Para tornar o diário de falhas ainda mais eficaz, vale a pena acrescentar um momento curto ao fim da semana: 10 minutos ao domingo para sublinhar dois padrões e escolher uma única prioridade de ajuste para os próximos sete dias. Isto evita que o registo diário se torne apenas uma lista de “coisas más” e ajuda a transformar observação em direção.

Também é importante manter limites. Se notar que escrever o leva a ruminar, a ficar preso em culpa ou a piorar o sono, reduza o tempo (por exemplo, 2 minutos), termine sempre com um passo prático para amanhã e, se necessário, procure apoio profissional. Um diário de falhas deve aumentar a clareza - não alimentar sofrimento.

Falhar no papel para conseguir vencer na vida real

Há algo quase rebelde em decidir documentar aquilo de que tem vergonha. Numa cultura viciada em destaques e falsas modéstias, um diário de falhas é um ato privado de resistência. É dizer: não vou fingir até progredir; vou observar-me com franqueza, aprender depressa e ajustar o caminho.

Quem faz isto com consistência não é necessariamente mais corajoso nem mais inteligente.

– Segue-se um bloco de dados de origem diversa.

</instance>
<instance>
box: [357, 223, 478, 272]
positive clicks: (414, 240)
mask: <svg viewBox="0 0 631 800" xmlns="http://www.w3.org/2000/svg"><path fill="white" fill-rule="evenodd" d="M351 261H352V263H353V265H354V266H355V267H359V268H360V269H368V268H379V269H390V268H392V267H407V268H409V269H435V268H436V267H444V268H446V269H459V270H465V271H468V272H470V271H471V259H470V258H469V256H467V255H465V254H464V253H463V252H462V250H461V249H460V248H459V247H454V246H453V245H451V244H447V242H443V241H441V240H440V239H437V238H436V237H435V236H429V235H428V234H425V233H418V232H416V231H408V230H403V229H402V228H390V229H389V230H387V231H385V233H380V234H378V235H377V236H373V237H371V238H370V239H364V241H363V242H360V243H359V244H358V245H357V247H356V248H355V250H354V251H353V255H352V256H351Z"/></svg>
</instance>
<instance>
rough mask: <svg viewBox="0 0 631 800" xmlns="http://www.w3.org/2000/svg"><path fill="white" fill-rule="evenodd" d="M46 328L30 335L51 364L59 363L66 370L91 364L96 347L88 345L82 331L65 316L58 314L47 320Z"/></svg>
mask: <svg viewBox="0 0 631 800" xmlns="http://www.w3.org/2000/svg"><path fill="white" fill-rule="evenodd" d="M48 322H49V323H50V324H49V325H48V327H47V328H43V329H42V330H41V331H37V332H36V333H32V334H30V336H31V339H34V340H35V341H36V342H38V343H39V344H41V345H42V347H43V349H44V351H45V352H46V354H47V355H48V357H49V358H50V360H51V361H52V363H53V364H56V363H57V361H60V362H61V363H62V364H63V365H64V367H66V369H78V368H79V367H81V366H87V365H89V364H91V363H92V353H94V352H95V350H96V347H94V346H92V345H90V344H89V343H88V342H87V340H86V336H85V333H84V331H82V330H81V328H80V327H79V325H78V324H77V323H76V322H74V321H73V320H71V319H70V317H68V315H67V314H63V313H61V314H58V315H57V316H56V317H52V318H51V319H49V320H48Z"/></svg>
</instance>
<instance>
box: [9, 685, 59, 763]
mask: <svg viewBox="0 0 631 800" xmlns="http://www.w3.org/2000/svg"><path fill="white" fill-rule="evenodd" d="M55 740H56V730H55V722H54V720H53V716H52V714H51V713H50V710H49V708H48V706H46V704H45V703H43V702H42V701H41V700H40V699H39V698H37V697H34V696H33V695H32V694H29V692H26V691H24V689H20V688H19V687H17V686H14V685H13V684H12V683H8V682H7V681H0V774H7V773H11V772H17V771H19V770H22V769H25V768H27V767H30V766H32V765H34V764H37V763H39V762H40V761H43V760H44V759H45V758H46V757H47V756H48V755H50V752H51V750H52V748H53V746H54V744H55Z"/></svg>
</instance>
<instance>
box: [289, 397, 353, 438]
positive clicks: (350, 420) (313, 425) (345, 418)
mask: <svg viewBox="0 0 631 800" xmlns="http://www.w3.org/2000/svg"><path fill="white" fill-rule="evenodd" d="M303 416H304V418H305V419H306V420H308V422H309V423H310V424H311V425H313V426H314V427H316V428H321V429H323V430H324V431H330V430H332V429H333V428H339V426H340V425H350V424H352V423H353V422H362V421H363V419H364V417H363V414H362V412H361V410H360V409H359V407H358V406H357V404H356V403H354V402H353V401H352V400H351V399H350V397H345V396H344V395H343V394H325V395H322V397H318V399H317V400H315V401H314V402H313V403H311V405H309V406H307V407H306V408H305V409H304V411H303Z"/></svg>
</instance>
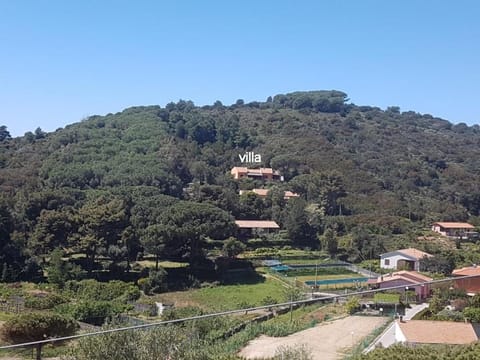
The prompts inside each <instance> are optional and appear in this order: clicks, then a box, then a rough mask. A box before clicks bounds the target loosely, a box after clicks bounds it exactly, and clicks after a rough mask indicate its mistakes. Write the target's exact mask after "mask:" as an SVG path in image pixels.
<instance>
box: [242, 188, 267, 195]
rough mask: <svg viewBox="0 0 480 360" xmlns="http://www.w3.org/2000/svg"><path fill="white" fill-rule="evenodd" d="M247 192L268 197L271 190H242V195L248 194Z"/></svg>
mask: <svg viewBox="0 0 480 360" xmlns="http://www.w3.org/2000/svg"><path fill="white" fill-rule="evenodd" d="M247 192H253V193H255V194H257V195H258V196H267V194H268V192H269V189H252V190H240V195H242V194H244V193H247Z"/></svg>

Apenas construiu um hábito diário pequeno de encarar as partes de que a maioria foge. Esse hábito acumula-se em decisões mais rápidas, menos erros repetidos e uma confiança tranquila - a que nasce de saber que consegue sobreviver, estudar e crescer a partir dos próprios tropeções.

Não precisa de acreditar no número “91%” para sentir o apelo. Feche os olhos e imagine a sua vida daqui a um ano se entendesse as suas falhas com a mesma intensidade com que fantasia sobre o seu sucesso. O espaço entre essas duas imagens? É exatamente o espaço que um caderno pequeno, amassado e manchado de tinta pode, em silêncio, ajudar a preencher.